Thinking in Public | We cooked!
From recent doom scrolling:
Token costs spiralling out of control, one company dropped $500m in a quarter, SalesForce dropped $300m last year.
Dependency on agent workflows will put companies in a doom spiral of ever rising token costs and vendor lock.
Enterprise AI pilots failing left and right.
Companies will have to pay for token bills, plus FDEs, plus seat licenses to use their enterprise software.
McKinsey shouts No ROI, costs escalating.
Then I heard some public market investor say, they were bullish on CPUs.
Then I saw, Intel CEO, possibly just talking their book, say that
“infrastructure ratios could move to "4 CPU to 1 GPU" for agentic workloads.
Wait, wut.
I thought we were GPU maxxing.
Wut meanz if we be CPU maxxing.
If it meanz Open Source models running on local devices on enterprise software via MCP, then everything is going to be just fine.
(at least from the perspective of being in the agentic workflow business, we’re all toast otherwise)
When agents are doing real work (not generating haiku), but orchestrating workflows across CRMs and productivity tools they move from GPU land to CPU land.

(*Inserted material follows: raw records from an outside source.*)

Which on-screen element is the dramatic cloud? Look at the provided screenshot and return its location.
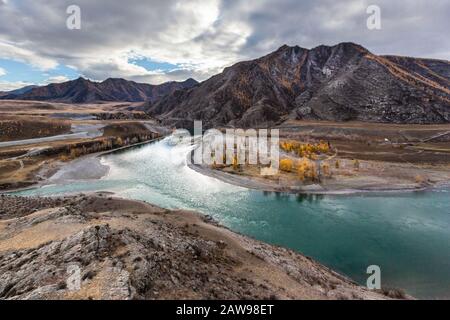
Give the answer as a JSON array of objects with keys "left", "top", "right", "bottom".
[
  {"left": 0, "top": 80, "right": 32, "bottom": 92},
  {"left": 0, "top": 0, "right": 450, "bottom": 83}
]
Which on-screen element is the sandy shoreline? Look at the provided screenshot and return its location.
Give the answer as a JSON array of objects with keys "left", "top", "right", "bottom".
[{"left": 0, "top": 192, "right": 400, "bottom": 300}]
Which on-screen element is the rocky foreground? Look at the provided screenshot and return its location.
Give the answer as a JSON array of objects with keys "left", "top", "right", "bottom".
[{"left": 0, "top": 194, "right": 401, "bottom": 299}]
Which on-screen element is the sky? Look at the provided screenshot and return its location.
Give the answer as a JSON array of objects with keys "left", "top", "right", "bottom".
[{"left": 0, "top": 0, "right": 450, "bottom": 91}]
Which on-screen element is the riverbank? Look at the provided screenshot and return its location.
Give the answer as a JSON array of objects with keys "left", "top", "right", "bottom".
[
  {"left": 0, "top": 193, "right": 404, "bottom": 299},
  {"left": 188, "top": 164, "right": 450, "bottom": 195}
]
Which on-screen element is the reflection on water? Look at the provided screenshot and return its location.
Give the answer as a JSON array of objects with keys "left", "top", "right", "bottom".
[{"left": 13, "top": 139, "right": 450, "bottom": 298}]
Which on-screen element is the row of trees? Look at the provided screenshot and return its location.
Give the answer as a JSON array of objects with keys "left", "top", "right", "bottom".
[{"left": 280, "top": 140, "right": 331, "bottom": 159}]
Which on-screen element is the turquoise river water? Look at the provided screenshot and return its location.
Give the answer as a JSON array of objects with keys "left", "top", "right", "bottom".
[{"left": 12, "top": 138, "right": 450, "bottom": 299}]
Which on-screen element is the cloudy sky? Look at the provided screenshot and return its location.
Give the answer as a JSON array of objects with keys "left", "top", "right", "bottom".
[{"left": 0, "top": 0, "right": 450, "bottom": 91}]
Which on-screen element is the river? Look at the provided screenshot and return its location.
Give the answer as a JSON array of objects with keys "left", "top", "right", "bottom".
[{"left": 12, "top": 138, "right": 450, "bottom": 299}]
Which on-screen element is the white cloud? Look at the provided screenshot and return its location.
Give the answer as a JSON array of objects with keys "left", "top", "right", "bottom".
[
  {"left": 0, "top": 0, "right": 450, "bottom": 83},
  {"left": 0, "top": 81, "right": 32, "bottom": 91}
]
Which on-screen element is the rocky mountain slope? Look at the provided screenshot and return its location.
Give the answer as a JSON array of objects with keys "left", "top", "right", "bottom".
[
  {"left": 0, "top": 194, "right": 405, "bottom": 299},
  {"left": 147, "top": 43, "right": 450, "bottom": 127},
  {"left": 1, "top": 77, "right": 197, "bottom": 103}
]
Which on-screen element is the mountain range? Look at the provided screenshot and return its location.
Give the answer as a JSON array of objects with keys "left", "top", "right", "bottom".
[
  {"left": 1, "top": 42, "right": 450, "bottom": 127},
  {"left": 147, "top": 43, "right": 450, "bottom": 127},
  {"left": 1, "top": 77, "right": 198, "bottom": 103}
]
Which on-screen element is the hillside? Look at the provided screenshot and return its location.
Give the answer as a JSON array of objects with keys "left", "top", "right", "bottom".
[
  {"left": 147, "top": 43, "right": 450, "bottom": 127},
  {"left": 1, "top": 77, "right": 197, "bottom": 103}
]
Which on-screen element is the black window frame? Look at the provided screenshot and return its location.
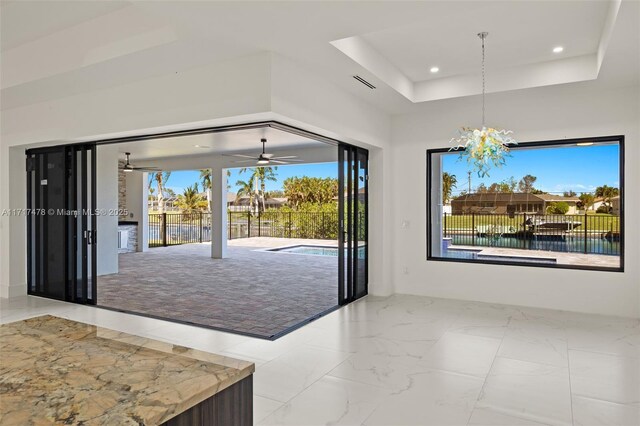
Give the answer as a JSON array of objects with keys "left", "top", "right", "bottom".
[{"left": 426, "top": 135, "right": 625, "bottom": 272}]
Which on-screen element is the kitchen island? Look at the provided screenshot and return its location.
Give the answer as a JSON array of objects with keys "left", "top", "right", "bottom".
[{"left": 0, "top": 315, "right": 255, "bottom": 426}]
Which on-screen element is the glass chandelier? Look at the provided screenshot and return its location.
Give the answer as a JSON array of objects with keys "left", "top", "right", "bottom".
[{"left": 450, "top": 32, "right": 517, "bottom": 177}]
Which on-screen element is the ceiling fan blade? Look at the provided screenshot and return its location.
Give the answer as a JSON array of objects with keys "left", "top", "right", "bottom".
[
  {"left": 271, "top": 157, "right": 304, "bottom": 163},
  {"left": 131, "top": 167, "right": 160, "bottom": 172}
]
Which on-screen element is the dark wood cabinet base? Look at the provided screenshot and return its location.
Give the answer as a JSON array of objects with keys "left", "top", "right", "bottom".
[{"left": 161, "top": 375, "right": 253, "bottom": 426}]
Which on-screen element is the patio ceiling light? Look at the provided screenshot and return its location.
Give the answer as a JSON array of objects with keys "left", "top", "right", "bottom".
[{"left": 450, "top": 32, "right": 517, "bottom": 177}]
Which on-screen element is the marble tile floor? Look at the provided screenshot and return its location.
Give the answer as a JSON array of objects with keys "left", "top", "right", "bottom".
[
  {"left": 0, "top": 295, "right": 640, "bottom": 426},
  {"left": 98, "top": 238, "right": 338, "bottom": 338}
]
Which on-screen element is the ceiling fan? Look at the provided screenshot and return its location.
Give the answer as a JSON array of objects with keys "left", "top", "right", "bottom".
[
  {"left": 231, "top": 138, "right": 302, "bottom": 166},
  {"left": 121, "top": 152, "right": 158, "bottom": 172}
]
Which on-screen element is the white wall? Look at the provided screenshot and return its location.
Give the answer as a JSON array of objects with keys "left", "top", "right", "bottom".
[
  {"left": 96, "top": 145, "right": 118, "bottom": 275},
  {"left": 125, "top": 172, "right": 149, "bottom": 251},
  {"left": 271, "top": 55, "right": 393, "bottom": 296},
  {"left": 391, "top": 84, "right": 640, "bottom": 317},
  {"left": 0, "top": 53, "right": 392, "bottom": 297}
]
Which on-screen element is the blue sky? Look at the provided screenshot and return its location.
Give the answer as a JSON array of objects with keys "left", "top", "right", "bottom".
[
  {"left": 442, "top": 144, "right": 620, "bottom": 195},
  {"left": 152, "top": 162, "right": 338, "bottom": 194}
]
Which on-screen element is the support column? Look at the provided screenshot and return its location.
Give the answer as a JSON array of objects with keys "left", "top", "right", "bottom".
[
  {"left": 124, "top": 172, "right": 149, "bottom": 251},
  {"left": 427, "top": 154, "right": 444, "bottom": 257},
  {"left": 211, "top": 159, "right": 227, "bottom": 259}
]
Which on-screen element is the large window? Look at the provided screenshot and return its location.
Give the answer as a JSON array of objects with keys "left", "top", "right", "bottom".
[{"left": 427, "top": 136, "right": 624, "bottom": 271}]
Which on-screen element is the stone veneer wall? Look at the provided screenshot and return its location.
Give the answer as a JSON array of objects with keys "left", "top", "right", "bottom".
[
  {"left": 118, "top": 225, "right": 138, "bottom": 253},
  {"left": 118, "top": 160, "right": 129, "bottom": 220}
]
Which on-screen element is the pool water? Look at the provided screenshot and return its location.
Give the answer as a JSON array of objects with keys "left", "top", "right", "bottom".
[{"left": 269, "top": 245, "right": 365, "bottom": 259}]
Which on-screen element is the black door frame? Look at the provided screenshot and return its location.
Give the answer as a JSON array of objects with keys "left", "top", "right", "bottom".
[
  {"left": 26, "top": 144, "right": 97, "bottom": 305},
  {"left": 27, "top": 120, "right": 369, "bottom": 312},
  {"left": 338, "top": 143, "right": 369, "bottom": 305}
]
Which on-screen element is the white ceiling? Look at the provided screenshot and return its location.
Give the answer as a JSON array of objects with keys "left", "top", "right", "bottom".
[
  {"left": 362, "top": 1, "right": 610, "bottom": 81},
  {"left": 106, "top": 127, "right": 330, "bottom": 161},
  {"left": 0, "top": 0, "right": 128, "bottom": 51},
  {"left": 0, "top": 0, "right": 640, "bottom": 114}
]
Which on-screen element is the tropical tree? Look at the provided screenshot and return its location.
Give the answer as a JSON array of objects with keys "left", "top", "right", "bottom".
[
  {"left": 547, "top": 201, "right": 569, "bottom": 214},
  {"left": 580, "top": 192, "right": 595, "bottom": 210},
  {"left": 442, "top": 172, "right": 458, "bottom": 204},
  {"left": 476, "top": 183, "right": 489, "bottom": 194},
  {"left": 152, "top": 171, "right": 171, "bottom": 213},
  {"left": 240, "top": 166, "right": 278, "bottom": 211},
  {"left": 200, "top": 169, "right": 213, "bottom": 210},
  {"left": 176, "top": 182, "right": 209, "bottom": 212},
  {"left": 283, "top": 176, "right": 338, "bottom": 208},
  {"left": 518, "top": 175, "right": 538, "bottom": 193},
  {"left": 236, "top": 179, "right": 255, "bottom": 211},
  {"left": 595, "top": 185, "right": 620, "bottom": 210}
]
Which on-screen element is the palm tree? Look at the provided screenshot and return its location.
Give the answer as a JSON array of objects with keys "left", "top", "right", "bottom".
[
  {"left": 236, "top": 179, "right": 255, "bottom": 211},
  {"left": 176, "top": 182, "right": 208, "bottom": 213},
  {"left": 442, "top": 172, "right": 458, "bottom": 204},
  {"left": 595, "top": 185, "right": 620, "bottom": 210},
  {"left": 580, "top": 192, "right": 595, "bottom": 210},
  {"left": 200, "top": 169, "right": 213, "bottom": 210}
]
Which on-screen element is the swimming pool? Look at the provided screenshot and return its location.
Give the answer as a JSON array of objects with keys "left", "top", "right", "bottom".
[
  {"left": 268, "top": 244, "right": 365, "bottom": 259},
  {"left": 442, "top": 248, "right": 557, "bottom": 264}
]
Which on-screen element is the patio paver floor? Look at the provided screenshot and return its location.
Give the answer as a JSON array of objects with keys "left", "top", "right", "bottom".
[{"left": 98, "top": 238, "right": 338, "bottom": 338}]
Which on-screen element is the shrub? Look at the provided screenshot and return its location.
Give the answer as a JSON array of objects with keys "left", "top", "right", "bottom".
[{"left": 547, "top": 201, "right": 569, "bottom": 214}]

Instead of just predicting tokens, they're calling tools, retrieving context, and coordinating actions across systems.
Ain't no need for frontier models to do that stuff.
I’ve always encourage my team to burn tokens and save time. But for repetitive tasks,
do you really need the world's most powerful model to update a CRM record, schedule an interview, approve a PTO request, or route a support ticket?
Agent workflows can consume 1000x the tokens of simpler AI tasks, but if they are performing non-complex tasks, they could just use small open source model running on a laptop.
Layer in smarter routing of tasks to value engineer token consumption, more efficient models, more powerful CPUs, and it’s all going to be OK.